La classification d’Ellenberg retranscrit l’affinité des espèces à différents paramètres tels que : la lumière (L), la température (T), le pH du sol (R), la disponibilité en azote (N), l’humidité (F)… selon une échelle allant de 1 à 9.

Dans le cas des communautés adventices, ce sont les indices Ellenberg-L, Ellenberg-N et Ellenberg-F qui sont les plus régulièrement utilisés. Par exemple, l’affinité de différentes adventices vis-à-vis de la disponibilité en azote est illustrée dans le tableau 3.

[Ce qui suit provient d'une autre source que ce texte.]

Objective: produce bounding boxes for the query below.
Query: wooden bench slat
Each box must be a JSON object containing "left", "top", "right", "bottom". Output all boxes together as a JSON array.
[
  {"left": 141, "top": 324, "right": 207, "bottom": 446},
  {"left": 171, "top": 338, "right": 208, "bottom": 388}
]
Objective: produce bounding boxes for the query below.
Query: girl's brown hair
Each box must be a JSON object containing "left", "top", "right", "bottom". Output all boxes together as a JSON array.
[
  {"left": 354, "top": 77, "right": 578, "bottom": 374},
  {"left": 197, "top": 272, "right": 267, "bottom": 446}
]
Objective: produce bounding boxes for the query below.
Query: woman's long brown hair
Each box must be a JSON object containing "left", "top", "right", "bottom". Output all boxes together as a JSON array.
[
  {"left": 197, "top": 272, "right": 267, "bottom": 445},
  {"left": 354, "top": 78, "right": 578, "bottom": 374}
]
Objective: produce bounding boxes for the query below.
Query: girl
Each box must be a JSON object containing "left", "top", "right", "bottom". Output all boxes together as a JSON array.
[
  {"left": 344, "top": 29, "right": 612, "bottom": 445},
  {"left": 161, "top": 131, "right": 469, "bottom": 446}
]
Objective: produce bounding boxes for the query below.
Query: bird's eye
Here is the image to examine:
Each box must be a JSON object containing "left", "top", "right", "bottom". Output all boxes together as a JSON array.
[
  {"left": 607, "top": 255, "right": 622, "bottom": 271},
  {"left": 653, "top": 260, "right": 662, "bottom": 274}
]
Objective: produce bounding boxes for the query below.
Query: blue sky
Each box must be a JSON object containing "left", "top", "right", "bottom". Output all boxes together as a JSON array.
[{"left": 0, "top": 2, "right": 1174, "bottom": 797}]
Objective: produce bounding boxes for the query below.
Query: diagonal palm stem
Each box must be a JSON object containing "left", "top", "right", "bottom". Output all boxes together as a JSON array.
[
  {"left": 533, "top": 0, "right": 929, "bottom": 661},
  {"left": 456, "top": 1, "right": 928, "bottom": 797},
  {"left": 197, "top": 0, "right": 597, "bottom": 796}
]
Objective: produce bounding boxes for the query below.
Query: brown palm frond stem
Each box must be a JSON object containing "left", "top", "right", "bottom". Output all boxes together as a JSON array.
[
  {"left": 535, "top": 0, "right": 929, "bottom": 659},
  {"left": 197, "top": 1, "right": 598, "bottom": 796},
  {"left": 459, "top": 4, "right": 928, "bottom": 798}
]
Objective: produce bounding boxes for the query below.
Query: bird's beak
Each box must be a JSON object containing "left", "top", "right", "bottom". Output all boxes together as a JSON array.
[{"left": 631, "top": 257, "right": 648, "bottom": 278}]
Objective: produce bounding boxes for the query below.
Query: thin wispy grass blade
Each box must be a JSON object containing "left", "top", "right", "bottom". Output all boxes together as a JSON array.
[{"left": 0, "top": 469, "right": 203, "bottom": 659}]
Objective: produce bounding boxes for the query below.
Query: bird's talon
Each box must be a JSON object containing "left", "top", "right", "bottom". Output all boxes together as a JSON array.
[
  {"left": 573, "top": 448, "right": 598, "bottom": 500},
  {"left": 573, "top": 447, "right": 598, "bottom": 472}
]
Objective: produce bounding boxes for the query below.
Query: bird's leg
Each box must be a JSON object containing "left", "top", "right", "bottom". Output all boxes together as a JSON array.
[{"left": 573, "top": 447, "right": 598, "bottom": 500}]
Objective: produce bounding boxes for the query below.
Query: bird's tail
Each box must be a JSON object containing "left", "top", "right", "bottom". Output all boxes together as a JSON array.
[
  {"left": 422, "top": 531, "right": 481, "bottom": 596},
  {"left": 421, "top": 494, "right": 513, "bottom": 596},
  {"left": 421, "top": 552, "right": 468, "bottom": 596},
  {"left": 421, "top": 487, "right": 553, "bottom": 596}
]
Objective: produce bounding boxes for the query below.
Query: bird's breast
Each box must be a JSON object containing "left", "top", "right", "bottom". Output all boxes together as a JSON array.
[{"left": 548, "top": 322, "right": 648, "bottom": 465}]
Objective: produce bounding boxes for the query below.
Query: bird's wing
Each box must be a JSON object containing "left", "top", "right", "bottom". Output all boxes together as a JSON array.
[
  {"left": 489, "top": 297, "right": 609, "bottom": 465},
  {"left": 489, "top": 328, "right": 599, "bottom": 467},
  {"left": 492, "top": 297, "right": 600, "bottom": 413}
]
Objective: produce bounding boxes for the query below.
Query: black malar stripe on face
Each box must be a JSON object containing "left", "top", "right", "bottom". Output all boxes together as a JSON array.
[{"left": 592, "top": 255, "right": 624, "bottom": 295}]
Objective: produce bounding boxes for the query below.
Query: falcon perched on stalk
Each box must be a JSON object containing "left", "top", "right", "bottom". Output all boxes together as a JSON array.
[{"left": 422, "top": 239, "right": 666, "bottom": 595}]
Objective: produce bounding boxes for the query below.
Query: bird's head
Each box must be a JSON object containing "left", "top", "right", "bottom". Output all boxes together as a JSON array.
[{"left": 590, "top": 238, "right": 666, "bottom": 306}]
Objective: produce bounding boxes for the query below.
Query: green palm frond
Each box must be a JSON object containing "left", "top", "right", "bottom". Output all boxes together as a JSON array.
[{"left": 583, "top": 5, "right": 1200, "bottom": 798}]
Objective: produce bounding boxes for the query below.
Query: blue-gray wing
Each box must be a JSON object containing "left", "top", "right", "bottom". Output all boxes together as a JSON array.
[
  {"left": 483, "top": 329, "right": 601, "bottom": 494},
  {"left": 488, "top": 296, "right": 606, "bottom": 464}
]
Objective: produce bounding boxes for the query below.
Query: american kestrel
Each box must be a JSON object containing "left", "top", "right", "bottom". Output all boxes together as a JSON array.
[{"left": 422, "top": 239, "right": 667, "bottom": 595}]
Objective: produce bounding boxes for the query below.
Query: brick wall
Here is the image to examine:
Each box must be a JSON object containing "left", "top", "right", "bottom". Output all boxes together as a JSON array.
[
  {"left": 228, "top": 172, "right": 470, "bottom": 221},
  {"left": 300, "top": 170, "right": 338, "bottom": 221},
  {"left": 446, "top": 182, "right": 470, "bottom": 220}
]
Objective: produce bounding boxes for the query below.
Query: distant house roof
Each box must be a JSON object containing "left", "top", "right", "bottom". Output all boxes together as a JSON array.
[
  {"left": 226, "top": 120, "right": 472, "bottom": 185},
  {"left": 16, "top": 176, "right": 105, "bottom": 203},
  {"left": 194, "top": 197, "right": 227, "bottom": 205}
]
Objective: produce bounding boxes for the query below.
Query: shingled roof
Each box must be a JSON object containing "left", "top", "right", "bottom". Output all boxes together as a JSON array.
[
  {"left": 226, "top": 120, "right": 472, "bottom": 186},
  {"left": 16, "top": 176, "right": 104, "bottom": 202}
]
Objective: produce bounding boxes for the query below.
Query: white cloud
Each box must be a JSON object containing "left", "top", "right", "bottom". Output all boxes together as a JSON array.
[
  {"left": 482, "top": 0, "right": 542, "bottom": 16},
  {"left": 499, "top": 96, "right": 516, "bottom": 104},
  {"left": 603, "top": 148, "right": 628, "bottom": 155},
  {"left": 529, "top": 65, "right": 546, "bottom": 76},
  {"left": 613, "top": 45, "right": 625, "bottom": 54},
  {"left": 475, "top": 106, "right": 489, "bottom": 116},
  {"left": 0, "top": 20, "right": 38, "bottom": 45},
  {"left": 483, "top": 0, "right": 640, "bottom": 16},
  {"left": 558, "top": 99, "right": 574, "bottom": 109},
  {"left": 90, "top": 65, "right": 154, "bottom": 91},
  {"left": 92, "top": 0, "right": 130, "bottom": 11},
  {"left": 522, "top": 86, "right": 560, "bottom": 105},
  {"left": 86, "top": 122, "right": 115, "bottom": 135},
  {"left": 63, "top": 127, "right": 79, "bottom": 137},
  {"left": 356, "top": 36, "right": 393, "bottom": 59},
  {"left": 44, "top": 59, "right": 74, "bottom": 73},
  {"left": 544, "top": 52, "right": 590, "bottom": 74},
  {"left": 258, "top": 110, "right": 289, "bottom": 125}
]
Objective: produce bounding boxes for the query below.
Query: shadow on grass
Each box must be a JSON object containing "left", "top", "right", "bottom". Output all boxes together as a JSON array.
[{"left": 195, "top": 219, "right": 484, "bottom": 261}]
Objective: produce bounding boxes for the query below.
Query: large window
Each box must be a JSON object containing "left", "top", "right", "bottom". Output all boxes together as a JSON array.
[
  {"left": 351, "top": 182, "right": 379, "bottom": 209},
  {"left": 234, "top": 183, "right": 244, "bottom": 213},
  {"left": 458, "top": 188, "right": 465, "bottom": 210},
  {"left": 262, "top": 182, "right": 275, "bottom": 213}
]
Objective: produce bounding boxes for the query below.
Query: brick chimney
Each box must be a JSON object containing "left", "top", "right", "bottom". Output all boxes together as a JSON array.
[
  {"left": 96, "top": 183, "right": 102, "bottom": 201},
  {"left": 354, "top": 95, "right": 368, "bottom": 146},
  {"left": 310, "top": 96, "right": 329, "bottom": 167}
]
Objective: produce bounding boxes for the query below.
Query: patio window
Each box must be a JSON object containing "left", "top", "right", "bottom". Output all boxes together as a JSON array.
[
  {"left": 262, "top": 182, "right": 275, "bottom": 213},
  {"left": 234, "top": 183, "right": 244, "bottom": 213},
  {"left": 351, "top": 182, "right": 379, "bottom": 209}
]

Les espèces dites « nitrophiles », c’est-à-dire répondant positivement à la disponibilité en azote, présentent des valeurs comprises entre 7 et 9. Fried et al. (2007) ont ainsi mis en évidence une augmentation des espèces dites « nitrophiles » après 1950. Cela s’explique par l’intensification des pratiques de fertilisation minérale (augmentation des quantités d’engrais azotés de x10 entre 1950 et 1990) en mobilisant cet indicateur.

IndVal, un indicateur simple pour identifier les espèces indicatrices d’une culture, d’un habitat particulier ou d’un groupe de parcelles avec des pratiques similaires

L’indicateur IndVal combine deux pourcentages :

  • L’abondance relative (spécificité). Elle correspond au nombre d’individus de l’espèce vus dans les parcelles d’une culture donnée, au regard du nombre total d’individus de cette espèce vus dans les parcelles de toutes les cultures inventoriées.
  • La fréquence relative (fidélité). Elle correspond au nombre de parcelles d’une culture donnée où l’espèce est vue, rapporté au nombre total de parcelles inventoriées de cette même culture.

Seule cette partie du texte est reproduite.